Replace parts of a string using pattern matching syntax ${var/pattern/replacement} with this sample code.

Code

#!/bin/bash

filename="image.jpg"

# Replace first occurrence
# Syntax: ${var/pattern/replacement}
new_name=${filename/jpg/png}
echo "Convert: $filename -> $new_name"

text="apple banana apple orange"

# Replace ALL occurrences using double slash //
# Syntax: ${var//pattern/replacement}
clean_text=${text//apple/fruit}
echo "Original: $text"
echo "Cleaned:  $clean_text"

# Delete substring (replace with empty)
no_spaces=${text// /}
echo "No spaces: $no_spaces"

# Replace prefix (#) or suffix (%)
file="backup.tar.gz"
echo "No ext: ${file%.tar.gz}"

Explanation

Bash has powerful built-in string manipulation capabilities using parameter expansion. You can replace text within a variable without needing external tools like sed. This is faster and keeps your script self-contained.

The syntax ${variable/pattern/replacement} replaces the first match of pattern with replacement. To replace all matches, use a double slash: ${variable//pattern/replacement}.

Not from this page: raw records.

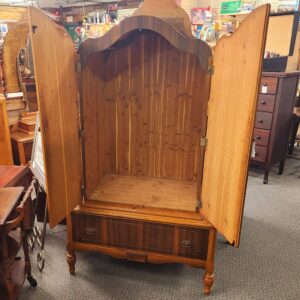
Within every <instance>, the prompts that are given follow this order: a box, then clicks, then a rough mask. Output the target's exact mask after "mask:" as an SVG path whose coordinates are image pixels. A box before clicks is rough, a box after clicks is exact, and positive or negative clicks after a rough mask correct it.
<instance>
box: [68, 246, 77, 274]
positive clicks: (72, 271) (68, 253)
mask: <svg viewBox="0 0 300 300" xmlns="http://www.w3.org/2000/svg"><path fill="white" fill-rule="evenodd" d="M67 251H68V253H67V262H68V264H69V272H70V274H71V275H74V274H75V263H76V255H75V252H74V250H72V249H70V247H68V249H67Z"/></svg>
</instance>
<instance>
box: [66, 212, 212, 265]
mask: <svg viewBox="0 0 300 300" xmlns="http://www.w3.org/2000/svg"><path fill="white" fill-rule="evenodd" d="M72 222H73V240H74V241H75V242H81V243H89V244H98V245H104V246H108V247H116V248H122V249H128V255H127V258H128V259H131V260H137V259H136V258H134V259H133V258H130V257H131V256H132V255H134V254H133V253H134V252H131V251H130V250H133V251H134V250H138V251H144V253H145V254H147V253H149V252H151V253H159V254H165V255H175V256H183V257H188V258H196V259H201V260H206V259H207V247H208V236H209V230H208V229H206V228H196V227H186V226H175V225H172V224H160V223H154V222H143V221H135V220H127V219H122V218H110V217H104V216H97V215H89V214H78V213H72ZM139 259H141V260H143V261H146V259H147V258H146V257H142V256H140V255H139Z"/></svg>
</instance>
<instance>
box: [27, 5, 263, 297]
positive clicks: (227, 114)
mask: <svg viewBox="0 0 300 300" xmlns="http://www.w3.org/2000/svg"><path fill="white" fill-rule="evenodd" d="M268 14H269V6H268V5H265V6H261V7H260V8H258V9H256V10H255V11H254V12H253V13H251V14H250V15H249V16H248V17H247V18H246V19H245V21H244V22H243V23H242V24H241V26H240V27H239V28H238V30H237V31H236V32H235V33H234V34H233V35H232V36H231V37H225V38H222V39H221V40H220V41H219V42H218V44H217V46H216V47H215V48H214V49H213V50H211V49H210V47H209V46H208V45H207V44H206V43H204V42H203V41H201V40H197V39H195V38H193V37H192V35H191V29H190V21H189V18H188V16H187V14H186V13H185V12H184V11H183V10H182V9H181V8H180V7H179V6H177V4H176V3H175V1H172V0H164V1H158V0H155V1H154V0H148V1H147V0H146V1H145V2H144V3H143V5H142V6H141V7H140V8H139V9H138V10H137V11H136V13H135V14H134V15H133V16H132V17H130V18H127V19H125V20H124V21H122V22H121V23H120V24H119V25H116V26H115V27H114V28H112V29H111V30H110V31H109V32H108V33H107V34H105V35H104V36H103V37H100V38H97V39H88V40H86V41H84V42H83V43H82V44H81V46H80V49H79V53H78V55H77V56H79V57H77V59H78V62H79V63H77V66H76V59H75V57H76V55H75V53H74V45H73V43H72V40H71V38H70V37H69V36H68V34H67V33H66V32H65V31H64V29H63V28H61V27H60V26H59V25H57V24H55V23H54V22H53V21H52V20H50V19H49V18H47V17H46V16H45V15H44V14H43V13H42V12H41V11H40V10H38V9H36V8H29V9H28V21H29V23H30V28H31V29H32V30H31V33H30V35H31V40H32V48H33V55H34V63H35V75H36V82H37V93H38V100H39V109H40V115H41V130H42V137H43V151H44V160H45V172H46V181H47V197H48V208H49V220H50V225H51V226H52V227H53V226H55V225H56V224H58V223H59V222H60V221H61V220H62V219H63V218H65V217H66V218H67V227H68V245H67V249H68V254H67V260H68V263H69V268H70V273H71V274H74V272H75V261H76V256H75V251H99V252H103V253H106V254H108V255H111V256H114V257H117V258H122V259H128V260H132V261H138V262H147V263H184V264H188V265H191V266H194V267H200V268H203V269H205V270H206V272H205V275H204V291H205V293H206V294H209V293H210V289H211V286H212V284H213V281H214V275H213V269H214V255H215V242H216V233H217V231H218V232H220V233H221V234H222V235H223V236H224V237H225V238H226V239H227V240H228V241H229V243H231V244H234V245H235V246H238V243H239V238H240V227H241V220H242V215H243V204H244V198H245V189H246V182H247V170H248V161H249V153H250V148H251V142H252V130H253V122H254V116H255V108H256V99H257V94H258V83H259V79H260V74H261V63H262V56H263V51H264V44H265V36H266V27H267V20H268ZM78 272H80V270H78Z"/></svg>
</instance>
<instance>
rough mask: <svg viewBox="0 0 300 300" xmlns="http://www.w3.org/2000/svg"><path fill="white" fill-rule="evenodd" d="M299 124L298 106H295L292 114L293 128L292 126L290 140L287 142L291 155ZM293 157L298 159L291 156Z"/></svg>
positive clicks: (296, 157)
mask: <svg viewBox="0 0 300 300" xmlns="http://www.w3.org/2000/svg"><path fill="white" fill-rule="evenodd" d="M299 124H300V107H295V108H294V115H293V128H292V134H291V135H292V136H291V141H290V144H289V155H291V156H292V155H293V151H294V145H295V142H296V138H297V132H298V128H299ZM293 158H296V159H300V158H299V157H296V156H293Z"/></svg>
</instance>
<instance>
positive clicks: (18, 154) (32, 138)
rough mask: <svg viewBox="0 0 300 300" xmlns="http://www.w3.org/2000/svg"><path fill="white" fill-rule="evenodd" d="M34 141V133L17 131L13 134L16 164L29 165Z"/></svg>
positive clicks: (12, 142) (14, 132)
mask: <svg viewBox="0 0 300 300" xmlns="http://www.w3.org/2000/svg"><path fill="white" fill-rule="evenodd" d="M33 140H34V132H32V133H25V132H23V131H20V130H18V131H15V132H12V133H11V143H12V149H13V154H14V163H15V164H20V165H27V164H28V162H29V161H30V159H31V151H32V146H33Z"/></svg>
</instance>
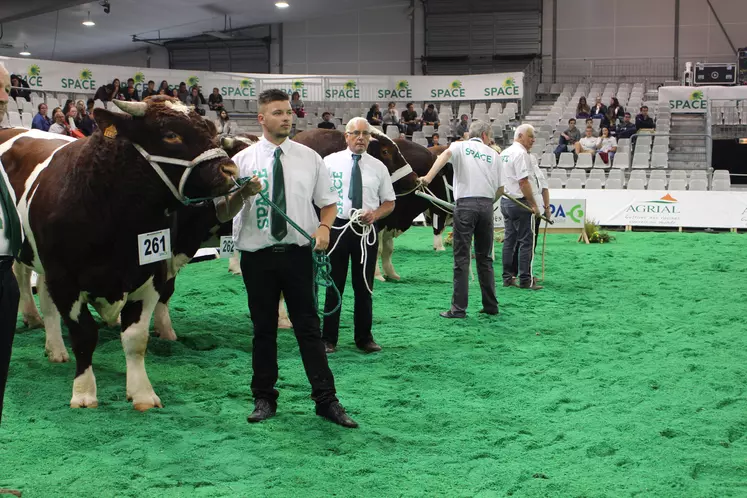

If the replacement string is omitted (e.g., ${variable/pattern/}), the matched pattern is deleted from the string. This is useful for stripping whitespace or removing specific characters. You can also anchor patterns to the beginning (#) or end (%) of the string for more precise replacements.

Code Breakdown

7
Single replacement. Replaces the first "jpg" found in $filename with "png".
14
Global replacement. The // indicates that every instance of "apple" should be replaced with "fruit".
19
Deletion. We replace every space (// ) with nothing (the part after the last slash is empty), effectively removing all spaces.
23
${file%.tar.gz} removes the suffix ".tar.gz" from the end of the string. The % operator matches from the end.